Look at the head() of Simple and Simple2 and make sure you understand how they are related to Stations.

The joining of Simple and Simple2 should match every station to every other station. Since a ride can start and end at the same station, it also makes sense to match each station to itself. This sort of matching does not make use of any matching variables; everything is matched to everything else. This is called a full outer join. A full outer join matches every case in the left table to each and every case in the right table.

First, try the full outer join of just a few cases from each table, for example 4 from the left and 3 from the right.

merge(head(Simple, 4), head(Simple2, 3), by=NULL)

Make sure you understand what the full outer join does before proceeding. For instance, you should be able to predict how many cases the output will have when the left input has \(n\) cases and the right has \(m\) cases.

  • There are 347 cases in the Stations data table. How many cases will there be in a full outer join of Simple to Simple2?

It’s often impractical to carry out a full outer join. For example, joining BabyNames to itself with a full outer join will generate a result with more than three-trillion cases. Three trillion cases from the BabyNames data is the equivalent of about 5 million hours of MP3 compressed music. A typical human lifespan is about 0.6 million hours.

Perform the full outer join and then use haversine() to compute the distance between each pair of stations.

StationPairs <- merge(Simple, Simple2, by=NULL)

Check your result for sensibility. Make a histogram of the station-to-station distances and explain where it looks like what you would expect. (Hint: you could use the Internet to look up the distance from one end of Washington, D.C. to the other.)

PairDistances <-
  StationPairs %>%
  mutate(distance = haversine(lat, long, lat2, long2)) %>%
  select(sstation, estation, distance)

Once you have PairDistances, you can join it with Trips to calculate the start-to-end distance of each trip. Of course, a rider may not go directly from one station to another.

  • Look at the variables in Stations and Trips and explain why Simple and Simple2 were given different variable names for the station.

An inner_join() is appropriate for finding the distance of each ride.
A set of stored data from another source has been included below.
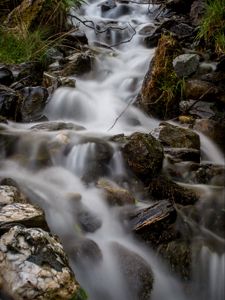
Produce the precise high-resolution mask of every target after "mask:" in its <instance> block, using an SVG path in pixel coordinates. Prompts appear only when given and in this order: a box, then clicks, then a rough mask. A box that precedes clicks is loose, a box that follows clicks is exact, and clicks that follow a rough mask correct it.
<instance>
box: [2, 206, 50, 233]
mask: <svg viewBox="0 0 225 300" xmlns="http://www.w3.org/2000/svg"><path fill="white" fill-rule="evenodd" d="M17 224H21V225H24V226H26V227H40V228H43V229H44V230H48V225H47V223H46V221H45V215H44V212H43V211H42V210H41V209H40V208H38V207H36V206H34V205H31V204H29V203H12V204H6V205H4V206H3V207H0V232H1V234H2V233H4V232H6V231H8V230H9V228H11V227H13V226H15V225H17Z"/></svg>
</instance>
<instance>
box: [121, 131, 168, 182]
mask: <svg viewBox="0 0 225 300" xmlns="http://www.w3.org/2000/svg"><path fill="white" fill-rule="evenodd" d="M122 153H123V156H124V158H125V161H126V162H127V164H128V166H129V167H130V169H131V170H132V171H133V172H134V174H135V175H137V176H138V177H140V178H141V179H142V180H143V181H147V180H149V179H150V178H153V177H154V176H156V175H157V174H158V173H159V172H160V170H161V168H162V163H163V157H164V155H163V148H162V145H161V144H160V143H159V142H158V141H157V140H156V139H155V138H154V137H153V136H152V135H151V134H144V133H138V132H136V133H134V134H132V135H131V136H130V137H129V141H128V143H126V144H125V146H124V147H123V148H122Z"/></svg>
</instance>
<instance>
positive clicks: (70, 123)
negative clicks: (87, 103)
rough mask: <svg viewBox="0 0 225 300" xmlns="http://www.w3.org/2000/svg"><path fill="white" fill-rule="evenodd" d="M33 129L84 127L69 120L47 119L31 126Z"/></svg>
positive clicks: (74, 130) (83, 128) (47, 128)
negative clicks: (57, 119) (45, 120)
mask: <svg viewBox="0 0 225 300" xmlns="http://www.w3.org/2000/svg"><path fill="white" fill-rule="evenodd" d="M31 129H33V130H43V131H62V130H74V131H77V130H84V129H85V128H84V127H83V126H80V125H76V124H74V123H70V122H60V121H48V122H42V123H39V124H37V125H34V126H32V127H31Z"/></svg>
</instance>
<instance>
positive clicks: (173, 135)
mask: <svg viewBox="0 0 225 300" xmlns="http://www.w3.org/2000/svg"><path fill="white" fill-rule="evenodd" d="M152 134H153V135H154V136H155V137H156V138H157V139H158V140H159V141H160V143H161V144H162V145H163V146H166V147H172V148H190V149H196V150H200V138H199V135H198V134H197V133H195V132H194V131H192V130H191V129H187V128H182V127H178V126H175V125H172V124H170V123H167V122H161V123H160V125H159V127H158V128H156V130H154V131H153V132H152Z"/></svg>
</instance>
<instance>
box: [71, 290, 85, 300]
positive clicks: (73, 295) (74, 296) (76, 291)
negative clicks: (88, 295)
mask: <svg viewBox="0 0 225 300" xmlns="http://www.w3.org/2000/svg"><path fill="white" fill-rule="evenodd" d="M87 299H88V295H87V293H86V292H85V290H84V289H83V288H82V287H80V288H79V289H78V291H76V293H75V295H73V297H72V298H71V300H87Z"/></svg>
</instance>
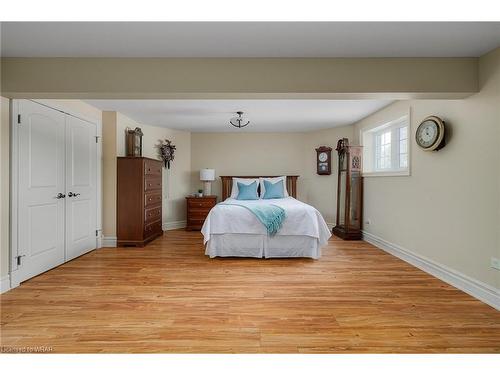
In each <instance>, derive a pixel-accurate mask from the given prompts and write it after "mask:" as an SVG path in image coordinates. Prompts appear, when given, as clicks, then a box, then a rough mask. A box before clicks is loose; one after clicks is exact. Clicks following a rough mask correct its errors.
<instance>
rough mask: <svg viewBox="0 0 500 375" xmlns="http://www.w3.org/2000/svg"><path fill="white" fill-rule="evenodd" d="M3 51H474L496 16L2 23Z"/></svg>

Watch out! the Trips data and the PairDistances data are large enough that the join is expensive: it takes about a minute.

RideDistances <-
  Trips %>%
  inner_join(PairDistances)

Your turn: Display the distribution of the ride distances of the rides. Compare it to the distances between pairs of stations. Are they similar? Why or why not?

The distribution of trip lengths compared to the distribution of distances between pairs of stations (shaded).

Figure 17.5: The distribution of trip lengths compared to the distribution of distances between pairs of stations (shaded).

17.9 Mapping the Stations

You can draw detailed maps with the leaflet package. You may need to install it.

devtools::install_github("rstudio/leaflet")

leaflet works much like ggplot() but provides special facilities for maps. Here’s how to make the simple map:

library(leaflet)
stationMap <-
  leaflet(Stations) %>%   # like ggplot()
  addTiles() %>%          # add the map
  addCircleMarkers(radius=2, color="red") %>%
  setView(-77.04, 38.9, zoom=12)

To display the map, use the object name as a command: stationMap

Figure 17.6: A map of station locations drawn with the leaflet() function in the leaflet package.

17.10 Long-distance stations

Your Turn (more challenging, but cool): Around each station on the map, draw a circle whose radius reflects the median distance covered by rentals starting at that station. To draw the circles, use the same leaflet commands as before, but add in a line like this.

addCircles(radius = ~ mid, color = "blue", opacity = 0.0001)

For addCircles() to draw circles at the right scale, the units of the median distance should be presented in meters rather than kilometers. This will create too much overlap, unfortunately. So, set the radius to be half or one-third the median distance in meters. From your map, explain the pattern you see in the relationship between station location and median distance.